Correlation Learning for Variable Selection Generalized Linear Model (COLRNS-GLM)
This function allows you to implement COLRNS-GLM for high dimensional data analysis with binary responses. This package is based on the 'glmnet' package (Friedman et al., 2019)
colrns.glm(
x,
y,
penalty.factor = rep(1, nvars),
nfolds = 10,
type.measure = "deviance",
alpha = seq(0.1, 0.9, by = 0.1),
lambda.min = TRUE,
cutoff = 0.5,
r.group = 0.3,
niter = 150
)
Argument | Description |
---|---|
x |
Design matrix including predictors and confounders |
y |
Response (binary) |
penalty.factor |
Separate penalty factor can be applied to each coefficient. It can be 0 for some variables. If 0, corresponding variables are always included in the model. Default is 1 for all variables. |
nfolds |
Number of folds that is used in cross-validation. Default is 10. |
type.measure |
Measurement to be optimized in cross-validation. Default is "deviance", which uses squared-error for gaussian models (a.k.a type.measure="mse"). Mean absolute error "mae" is another option. |
alpha |
Grid for the parameter alpha, the proportion between the lasso penalty (alpha=1) and the ridge penalty (alpha=0). Default is from 0.1 to 0.9 with the interval of 0.1. |
lambda.min |
Whether to estimate the coefficients at lambda.min or lambda.1se. Using lambda.1se tends to have a more sparse solution. Default is lambda.min. |
cutoff |
Cutoff to construct the lead cluster. Default is 0.5. |
r.group |
Minimum ratio of predictors to be included in the lead cluster. The minimum number of predictors recruited in the lead cluster d can be n-1 or n/log(n) (Fan and Lv, 2008), or 2n/log(n) (Zhong and Zhu, 2015). The minimum ratio can be d/number of total predictors*100. When sample size n is high, we recommend to use between 0.2 and 0.4. Default is 0.3. |
niter |
Number of iterative procedures. Default is 150. |
coefficients: A named vector of coefficients.

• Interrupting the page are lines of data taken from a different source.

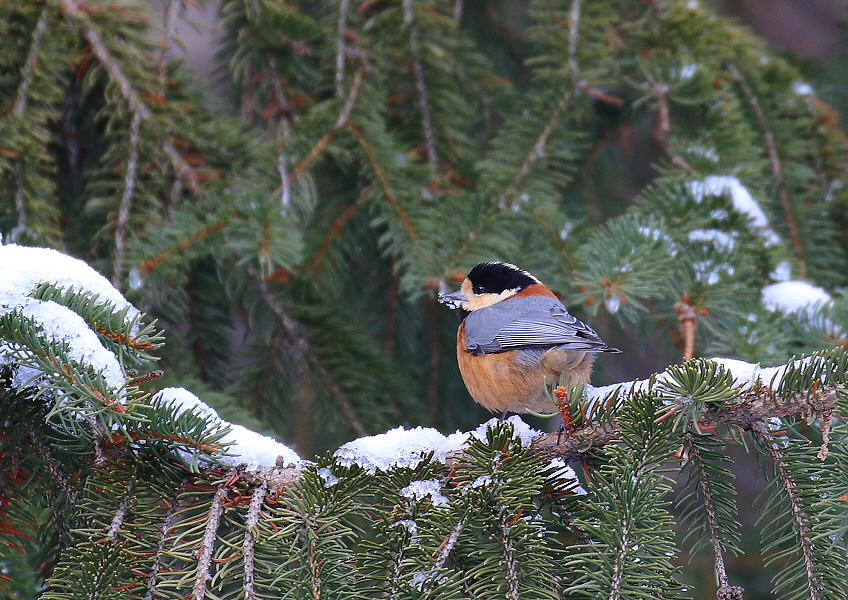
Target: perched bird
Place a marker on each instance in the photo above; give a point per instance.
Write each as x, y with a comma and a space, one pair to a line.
515, 336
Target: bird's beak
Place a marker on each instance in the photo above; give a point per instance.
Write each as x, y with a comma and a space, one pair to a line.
453, 300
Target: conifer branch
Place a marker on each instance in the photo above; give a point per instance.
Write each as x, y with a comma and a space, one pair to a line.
340, 47
292, 331
384, 180
457, 11
120, 514
421, 86
334, 232
661, 129
20, 196
801, 518
207, 543
98, 46
30, 63
328, 136
776, 168
538, 149
688, 325
164, 531
573, 29
126, 201
257, 499
694, 453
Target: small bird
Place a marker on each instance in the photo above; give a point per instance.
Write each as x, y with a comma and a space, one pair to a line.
515, 337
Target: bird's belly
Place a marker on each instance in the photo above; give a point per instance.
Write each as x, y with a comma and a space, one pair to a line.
515, 380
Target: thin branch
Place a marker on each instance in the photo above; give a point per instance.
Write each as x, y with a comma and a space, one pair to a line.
207, 544
802, 519
285, 123
120, 514
257, 499
776, 168
340, 47
420, 84
292, 331
384, 180
688, 326
661, 128
30, 62
165, 529
98, 46
538, 149
325, 139
694, 453
573, 28
20, 196
126, 201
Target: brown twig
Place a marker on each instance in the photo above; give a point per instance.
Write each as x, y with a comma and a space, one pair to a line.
688, 325
538, 149
776, 167
126, 201
340, 47
802, 519
384, 180
292, 331
30, 62
328, 136
661, 127
421, 86
706, 494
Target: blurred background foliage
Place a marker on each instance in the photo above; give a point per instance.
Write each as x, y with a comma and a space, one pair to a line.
287, 185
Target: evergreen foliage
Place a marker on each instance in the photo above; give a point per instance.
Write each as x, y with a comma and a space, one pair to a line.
657, 165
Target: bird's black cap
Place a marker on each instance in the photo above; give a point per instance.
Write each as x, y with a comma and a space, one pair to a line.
496, 277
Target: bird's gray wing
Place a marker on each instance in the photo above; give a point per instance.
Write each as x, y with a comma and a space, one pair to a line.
537, 321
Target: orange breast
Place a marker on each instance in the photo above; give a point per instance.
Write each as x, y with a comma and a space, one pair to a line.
515, 380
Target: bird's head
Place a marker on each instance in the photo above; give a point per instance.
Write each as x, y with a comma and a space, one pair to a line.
487, 284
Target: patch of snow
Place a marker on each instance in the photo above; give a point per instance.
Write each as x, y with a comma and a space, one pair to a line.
791, 297
418, 490
245, 446
742, 200
399, 447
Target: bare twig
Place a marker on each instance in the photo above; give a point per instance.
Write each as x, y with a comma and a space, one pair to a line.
802, 519
285, 124
120, 514
248, 547
421, 86
325, 139
694, 453
165, 530
384, 181
776, 168
661, 128
30, 62
126, 201
207, 544
688, 325
292, 330
340, 47
538, 149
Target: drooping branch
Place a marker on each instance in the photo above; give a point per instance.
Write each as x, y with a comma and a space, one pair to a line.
126, 201
292, 330
799, 515
776, 167
420, 85
30, 63
328, 136
538, 149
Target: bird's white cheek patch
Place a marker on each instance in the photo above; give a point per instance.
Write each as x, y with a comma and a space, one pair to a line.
476, 301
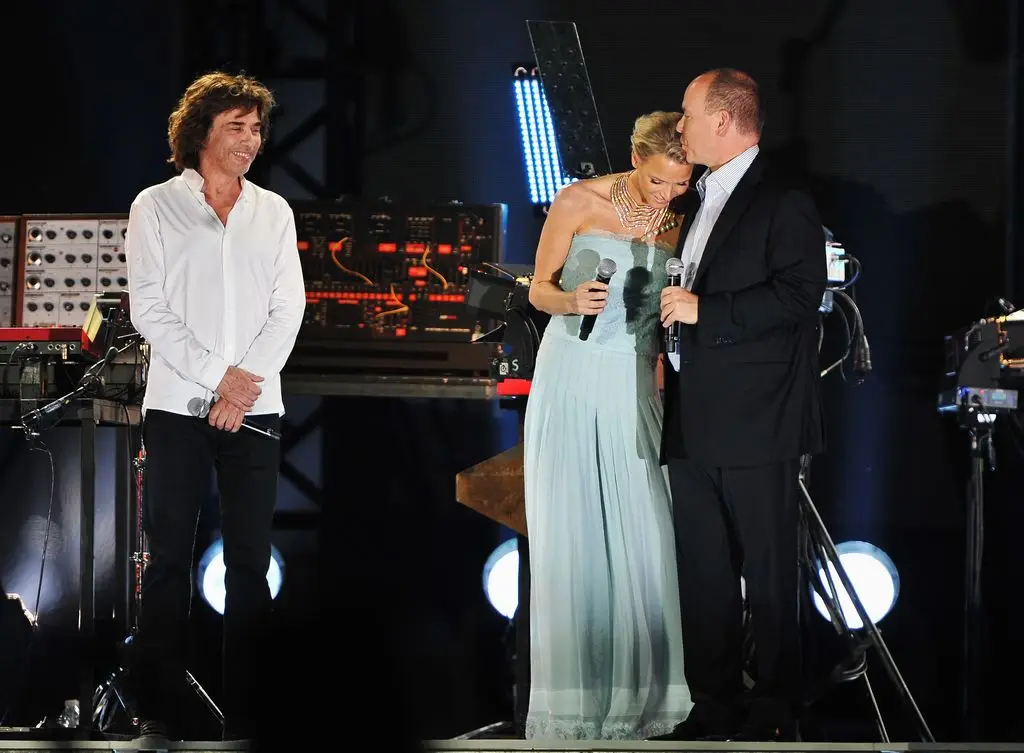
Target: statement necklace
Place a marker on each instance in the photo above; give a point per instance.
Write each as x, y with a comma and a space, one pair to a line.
633, 215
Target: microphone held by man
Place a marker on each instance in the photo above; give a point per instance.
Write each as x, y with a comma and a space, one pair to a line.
201, 409
674, 268
605, 269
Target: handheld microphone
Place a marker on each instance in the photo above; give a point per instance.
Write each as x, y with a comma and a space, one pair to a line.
87, 381
605, 268
201, 409
674, 268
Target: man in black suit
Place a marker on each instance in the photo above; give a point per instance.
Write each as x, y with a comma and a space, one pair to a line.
740, 410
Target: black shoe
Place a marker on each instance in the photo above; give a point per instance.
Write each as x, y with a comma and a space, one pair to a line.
763, 730
695, 727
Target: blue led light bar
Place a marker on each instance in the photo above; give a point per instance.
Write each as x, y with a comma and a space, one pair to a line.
540, 149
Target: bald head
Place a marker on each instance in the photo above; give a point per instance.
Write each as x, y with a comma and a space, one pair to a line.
736, 93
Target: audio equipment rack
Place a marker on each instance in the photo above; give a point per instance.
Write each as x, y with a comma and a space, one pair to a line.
386, 288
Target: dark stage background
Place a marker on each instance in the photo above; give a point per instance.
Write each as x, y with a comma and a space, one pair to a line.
897, 113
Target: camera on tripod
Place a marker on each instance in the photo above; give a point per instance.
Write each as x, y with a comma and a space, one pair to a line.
502, 292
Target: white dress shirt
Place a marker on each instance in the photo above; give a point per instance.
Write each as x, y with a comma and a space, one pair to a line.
207, 295
715, 190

select.vars: A list of selected variables, that is, the variables with non-zero coefficients.
Hastie, T., Tibshirani, R., and Friedman, J. (2009). The Elements of Statistical Learning: Data Mining, Inference, and Prediction, 2nd Edition. Springer, New York
Hastie, T., Tibshirani, R., and Wainwright, M. (2015). Statistical Learning with Sparsityy: the LASSO and Generalizations. Boca Raton, FL, USA: CRC Press.
Friedman, J., Hastie, T., Tibshirani, R., Narasimhan, B., Simon, N., and Qian, J. (2019). Lasso and elastic-net regularized generalized linear models.

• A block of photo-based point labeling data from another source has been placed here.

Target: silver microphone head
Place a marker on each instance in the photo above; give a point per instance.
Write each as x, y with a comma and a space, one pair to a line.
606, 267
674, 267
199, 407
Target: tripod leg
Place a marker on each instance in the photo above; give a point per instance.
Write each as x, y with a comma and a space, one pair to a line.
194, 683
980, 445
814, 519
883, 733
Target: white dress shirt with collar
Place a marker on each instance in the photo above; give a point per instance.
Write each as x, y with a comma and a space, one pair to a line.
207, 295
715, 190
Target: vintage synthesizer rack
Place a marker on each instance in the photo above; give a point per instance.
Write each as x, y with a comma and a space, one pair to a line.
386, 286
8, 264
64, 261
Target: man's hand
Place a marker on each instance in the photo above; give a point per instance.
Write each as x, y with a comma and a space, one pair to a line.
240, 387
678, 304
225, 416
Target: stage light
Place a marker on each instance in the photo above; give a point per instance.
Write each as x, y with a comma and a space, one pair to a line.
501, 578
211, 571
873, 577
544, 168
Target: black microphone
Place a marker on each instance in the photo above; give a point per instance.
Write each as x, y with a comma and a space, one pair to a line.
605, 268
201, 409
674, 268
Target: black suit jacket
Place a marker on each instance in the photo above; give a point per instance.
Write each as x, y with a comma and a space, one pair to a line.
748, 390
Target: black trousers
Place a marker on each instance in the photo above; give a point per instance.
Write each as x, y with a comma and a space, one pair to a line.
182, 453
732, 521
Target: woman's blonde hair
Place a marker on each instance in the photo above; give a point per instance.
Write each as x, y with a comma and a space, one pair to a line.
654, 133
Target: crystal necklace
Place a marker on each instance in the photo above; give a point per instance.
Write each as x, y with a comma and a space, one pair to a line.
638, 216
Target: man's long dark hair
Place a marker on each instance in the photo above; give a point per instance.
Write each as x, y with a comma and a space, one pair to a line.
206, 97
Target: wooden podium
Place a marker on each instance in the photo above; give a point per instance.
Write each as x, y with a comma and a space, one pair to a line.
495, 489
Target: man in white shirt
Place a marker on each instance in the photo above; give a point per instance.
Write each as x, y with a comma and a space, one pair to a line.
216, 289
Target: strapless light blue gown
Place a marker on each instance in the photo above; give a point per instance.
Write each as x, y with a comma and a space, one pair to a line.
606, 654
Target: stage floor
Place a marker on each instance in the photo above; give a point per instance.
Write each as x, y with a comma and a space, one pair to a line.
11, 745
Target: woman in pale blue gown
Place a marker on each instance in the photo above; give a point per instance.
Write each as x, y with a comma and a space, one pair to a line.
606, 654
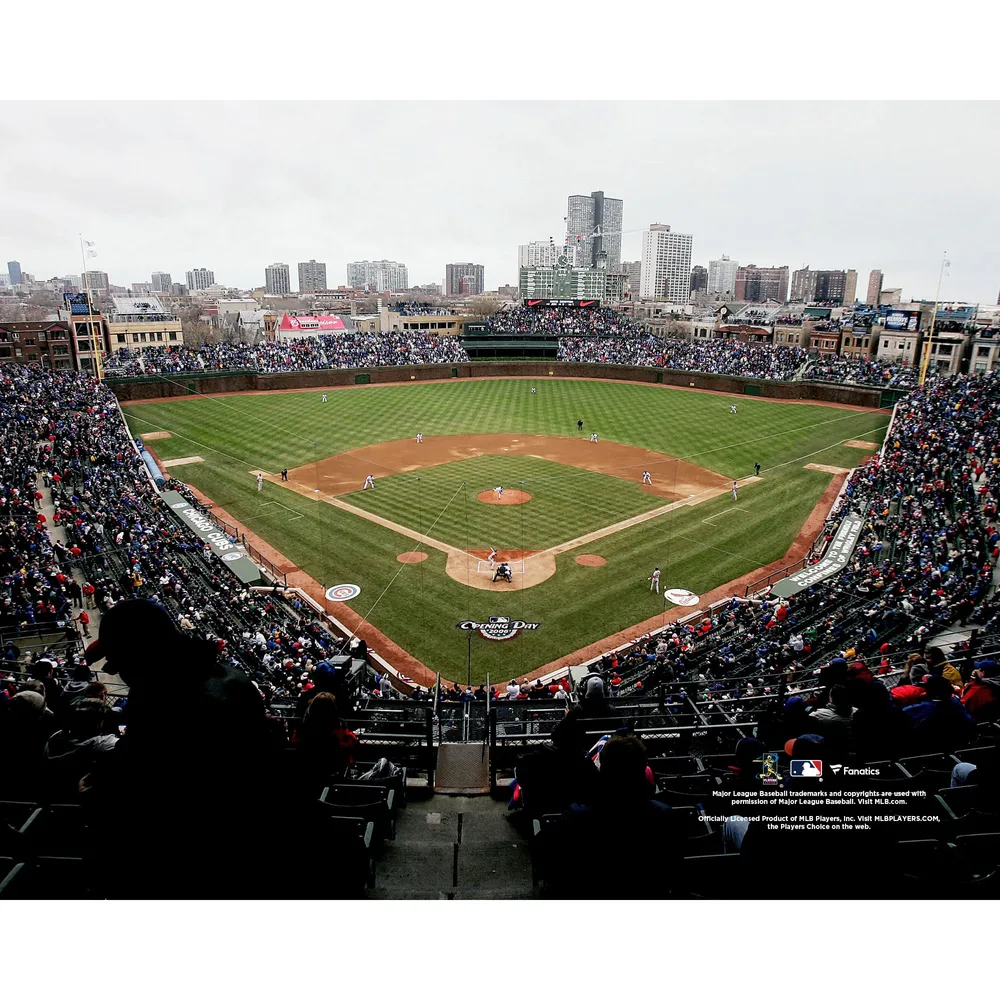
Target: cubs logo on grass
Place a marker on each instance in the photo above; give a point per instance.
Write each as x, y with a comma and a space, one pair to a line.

Jang, J. (2020). Variable Selection in Presence of Strong Collinearity with Application to Environmental Mixtures. PhD Dissertation, University of Illinois at Chicago
### Simulated Data
library(MASS)
set.seed(1)
n=500
p=30
Cov.x <- matrix(0.2, ncol=p, nrow=p)
gp.cov <- matrix(0.6, ncol=10, nrow=10)
diag(gp.cov) <- 1
for(i in 1:3){
Cov.x[{10*(i-1)+1}:{10*i},{10*(i-1)+1}:{10*i}] <- gp.cov
}
x_mu = matrix(0,p,1)
x = mvrnorm(n, x_mu, Cov.x)
colnames(x)<-paste("x",1:p,sep="")
beta=rep(c(1,1,1,rep(0,7)),3)
prob=exp(x%*%beta)/(1+exp(x%*%beta))
y=rbinom(n, 1, prob)
### Fit the model
colrns.glm(x, y, lambda.min=FALSE)